The enduring effects of war was one of the themes of Andy McNab’s first radio play Last Night, Another Soldier that aired on Saturday. McNab is best known for his first book Bravo Two Zero, which tells about his involvement in a failed SAS patrol in the First Gulf War in 1991. I’ve never read the book, but must have built up preconceptions that it was fairly gung-ho. I think must have had these ideas, because the play surprised me.

McNab’s attitude to conflict is a bit more complex. His autobiography, published last year, told how his friends and fellow SAS members suffered after leaving the regiment for the mundanities of civilian life. The portrayal of war in Last Night… was not exactly glorious either.

The story centres around Briggsy, an 18-year-old squaddie on his first tour in Afghanistan. Starting with a firefight in an Afghan maize field, and it’s clear that battle is exhilarating. It’s also very dangerous – one a soldier dies a gurgling death.

Briggsy isn’t just in Afghanistan because he’s after a buzz. A desire to create a stable, democratic Afghan state isn’t really what’s driving him either. He’s from Peckham (like McNab himself) and was brought up by his mum after his alcoholic dad left. The army offers a future, an education and a tight bond of comradeship. It also offers him a connection to his dad.
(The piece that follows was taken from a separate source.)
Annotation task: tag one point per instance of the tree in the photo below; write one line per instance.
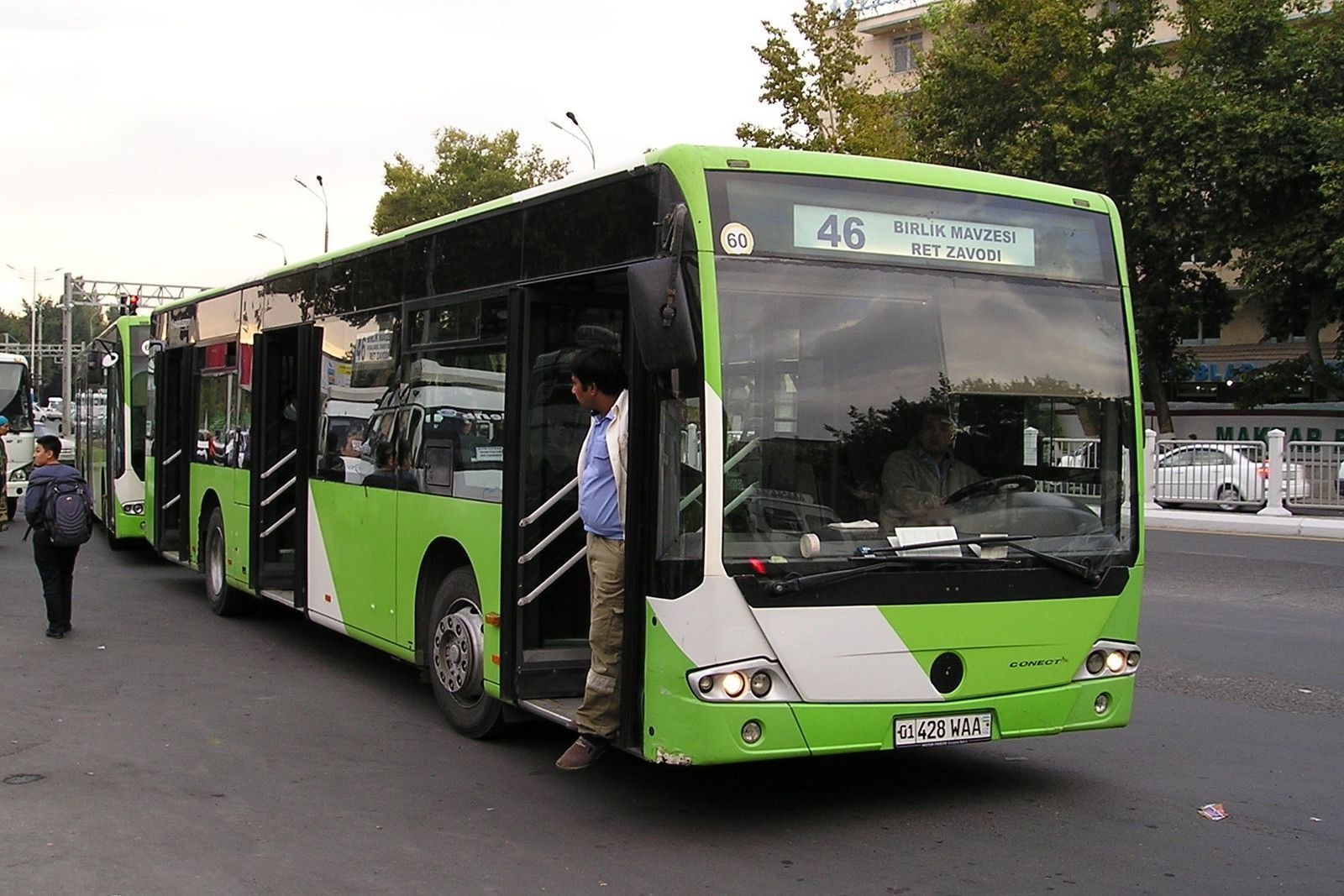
(1066, 92)
(470, 170)
(1272, 147)
(828, 105)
Mr Briggs Senior was in the army too and served in the Falklands. After talks with the platoon medic and his own taste of battle, Briggsy starts to suspect that his dad’s wayward behaviour was probably as a result of Post-Traumatic Stress Disorder (PTSD). Afterall, 258 British soldiers died in the conflict in the South Atlantic, but over 300 have committed suicide since then.
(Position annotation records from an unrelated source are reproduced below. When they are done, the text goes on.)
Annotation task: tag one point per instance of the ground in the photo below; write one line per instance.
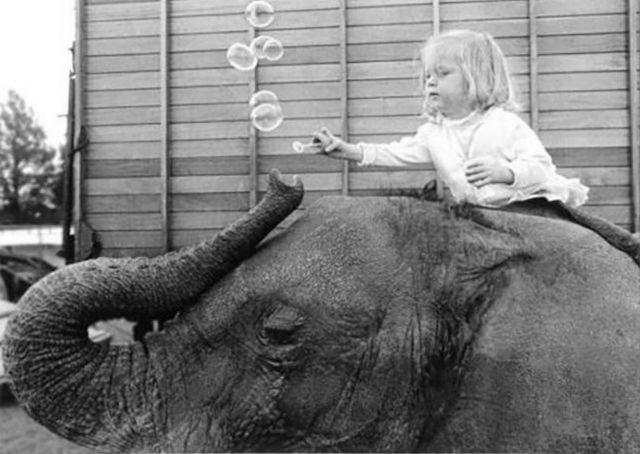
(20, 434)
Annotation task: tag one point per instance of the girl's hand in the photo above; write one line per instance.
(487, 170)
(328, 141)
(335, 147)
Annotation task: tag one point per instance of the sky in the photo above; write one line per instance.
(35, 60)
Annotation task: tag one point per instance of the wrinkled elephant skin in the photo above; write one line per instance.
(370, 324)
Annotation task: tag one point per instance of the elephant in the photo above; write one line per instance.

The play shows the comradeship of the army as central to the experience. Briggsy’s colleagues are drawn from all corners of the UK, and even Fiji, but have to lay down any differences in those Central Asian fields. The brotherhood of the soldiers takes precedence over questions about the morality of what they are doing.

The ethics of what Britain and the Western powers are doing in Afghanistan is not really dwelt on for too long in the play. Last Night… is in a sense an open work: the reader is left to work out whether we think the enterprise is a good thing or not. McNab’s soldiers might say that decisions like that are made by ‘pencil necks’ behind their desks.

The Afghan conflict is a conundrum. It’s difficult to know if we should we be there, or even if can we make a difference. Whatever happens, there’s bound to be someone collecting newspaper cuttings about it for some time to come.